Prix, format, papier, reliure : « l’objet livre » se trouve entièrement renouvelé. Imprimé à moindre coût, selon un mode d’impression et de distribution (sur tourniquets) directement inspiré de la presse, le Livre de Poche est de A à Z un « livre industriel ». Un livre taillé pour accompagner les Trente Glorieuses et l’avènement inéluctable d’une culture de masse.


Le pari de la qualité

  Pragmatique et visionnaire, Henri Filipacchi a associé ses amis éditeurs – de Gaston Gallimard à Bernard Grasset, d’Albin Michel à Calmann-Lévy – à son projet. Détenteurs des plus grands fonds éditoriaux français, ensemble ils seront les « pères fondateurs » du Livre de Poche.

Le pari de Filipacchi est à cet égard plus qualitatif que quantitatif. Il s’agit pour lui de mettre au service des grands textes, aussi bien classiques que modernes, les techniques d’impression jusque-là destinées au roman populaire. Sorti en format de poche, Un amour de Swann de Marcel Proust trouve ainsi 500 000 lecteurs dans les années 1950.


« Un moyen de culture aussi puissant que la radio ou la télévision »

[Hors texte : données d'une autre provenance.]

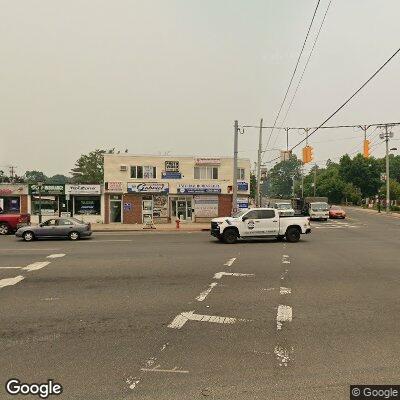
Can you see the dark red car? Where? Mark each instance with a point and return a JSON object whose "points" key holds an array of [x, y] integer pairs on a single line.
{"points": [[337, 212]]}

Rapidement, les réactions se multiplient. Certains écrivains portent le Livre de Poche aux nues, tel Jean Giono qui y voit « le plus puissant instrument de culture de la civilisation moderne ». Selon Marcel Pagnol, également enthousiaste, « c’est un fait social d’une importance capitale ». Il ajoute : « Ce qui m’a étonné, ce sont les tirages des grands classiques. […] On vient de me dire que Rimbaud a tiré à 120 000, Verlaine aussi a tiré à 120 000. C’est un moyen de culture qui est presque aussi puissant que la radio ou la télévision ! ».
 

Aussi nécessaire que la baguette de pain

La croissance du Livre de Poche s’accélère au cours des années 1960. De 8 millions d’exemplaires en 1957-1958, les ventes passent à 28 millions d’exemplaires en 1969. Moins d’une décennie après sa création, le Livre de Poche compte fortement dans la vie des Français. Tenu pour aussi nécessaire que la baguette de pain ou le ticket de métro, le Livre de Poche fait partie depuis 1962 du quotidien des Français au point d’être devenu l’une des composantes de l’indice des prix, fondé sur la liste des « 259 articles » qui permettent d’évaluer la « consommation de base » des Français.